Is my goal to “change” everyone or to give them the tools to do so?
Am I successful if a reader:
- Transforms her life,
- Makes a small change,
- Reads a chapter,
- Puts it on the shelf (and never opens it),
- Buys the book.
- Downloads a free sample.
I wanted to ask a friend about a challenge I had for my upcoming book (Every Single Day). As we walked in the forest with the dog and riffed on each other’s business plans, entrepreneurial strategies, and marketing tactics, I asked him:
What if people read the book but just aren’t ready to change or don’t want to go through the work or it’s just not right for them or … I don’t know, just can’t succeed with the book?

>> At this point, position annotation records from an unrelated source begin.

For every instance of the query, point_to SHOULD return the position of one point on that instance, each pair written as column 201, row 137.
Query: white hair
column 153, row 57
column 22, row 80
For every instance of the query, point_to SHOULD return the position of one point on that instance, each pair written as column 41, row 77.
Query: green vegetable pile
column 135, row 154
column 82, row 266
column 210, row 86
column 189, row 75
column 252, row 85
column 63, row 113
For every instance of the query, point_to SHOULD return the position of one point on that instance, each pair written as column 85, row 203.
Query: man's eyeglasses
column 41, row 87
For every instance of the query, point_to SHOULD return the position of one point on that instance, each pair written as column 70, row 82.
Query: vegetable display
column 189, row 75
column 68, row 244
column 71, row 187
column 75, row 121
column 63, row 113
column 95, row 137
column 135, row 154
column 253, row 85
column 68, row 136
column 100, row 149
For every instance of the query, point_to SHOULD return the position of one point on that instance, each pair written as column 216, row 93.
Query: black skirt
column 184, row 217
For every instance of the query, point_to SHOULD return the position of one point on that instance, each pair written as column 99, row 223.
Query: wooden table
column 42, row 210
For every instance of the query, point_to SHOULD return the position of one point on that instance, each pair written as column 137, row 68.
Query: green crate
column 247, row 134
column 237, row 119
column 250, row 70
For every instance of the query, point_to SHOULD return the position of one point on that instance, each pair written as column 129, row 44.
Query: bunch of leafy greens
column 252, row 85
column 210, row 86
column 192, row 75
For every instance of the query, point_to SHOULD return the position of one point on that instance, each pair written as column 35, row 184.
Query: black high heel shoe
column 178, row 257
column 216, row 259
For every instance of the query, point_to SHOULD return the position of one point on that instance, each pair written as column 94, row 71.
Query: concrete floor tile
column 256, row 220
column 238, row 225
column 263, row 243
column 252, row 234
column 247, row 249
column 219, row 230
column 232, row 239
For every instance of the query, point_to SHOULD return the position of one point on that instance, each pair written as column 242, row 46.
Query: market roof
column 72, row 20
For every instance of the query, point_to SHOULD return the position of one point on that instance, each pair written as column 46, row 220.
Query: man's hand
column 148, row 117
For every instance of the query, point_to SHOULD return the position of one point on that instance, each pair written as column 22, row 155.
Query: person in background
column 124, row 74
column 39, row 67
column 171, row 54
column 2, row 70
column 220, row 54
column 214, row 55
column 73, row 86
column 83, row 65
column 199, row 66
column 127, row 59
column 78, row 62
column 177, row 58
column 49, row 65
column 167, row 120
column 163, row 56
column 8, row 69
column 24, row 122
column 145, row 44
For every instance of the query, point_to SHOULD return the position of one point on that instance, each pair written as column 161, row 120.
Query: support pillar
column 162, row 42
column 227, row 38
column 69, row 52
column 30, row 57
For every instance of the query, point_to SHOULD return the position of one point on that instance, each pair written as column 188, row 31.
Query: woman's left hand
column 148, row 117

He told me that, in his wallet, he carried with great pride the gym membership where he … rarely if ever went. But the card, the membership, the monthly payment, they all made him:
- Feel better,
- Convinced that he was doing something good for himself,
- Prove to others that he was a gym member and could show them #2 and then feel #1.
But he didn’t go to the gym. He’s a healthy, fit guy. He does other workouts, but he doesn’t go to the gym. Maybe he doesn’t “subscribe” to that type of workout. Maybe it’s too far away. Maybe he just doesn’t like it there.
So, why, pray tell, doesn’t he cancel the costly membership and give in to reality?
Because that wouldn’t be just giving in, that would be giving up.
He doesn’t want to give up on fitness. In fact, he doesn’t give up on fitness. He runs, he eats extremely healthy, but he doesn’t go to the gym.
He said that if one chapter helped one person for one minute of their life, then the book is “successful” to that person. If they buy it, put it on the shelf for ten years, but feel good that they bought a book that they know might help them, that’s a successful purchase. They’re happy, the author is happy. Even though the reader didn’t actually read the book, it helped him.
Wow, this was a shocker to me. “Wait, so someone might buy it, never read it, never even crack it open, but it still helps them?”
“Yes,” he said. “But then it gets better. If they do crack it open someday and it helps them, it will be all the more appreciated because it has been simmering on her shelf for the past years, silently whispering to her to open it up, turn to chapter fourteen, read, weep, and take that first step.”
“Wow, can you be on my marketing team?” I asked.
“I am your marketing team, my friend,” he said.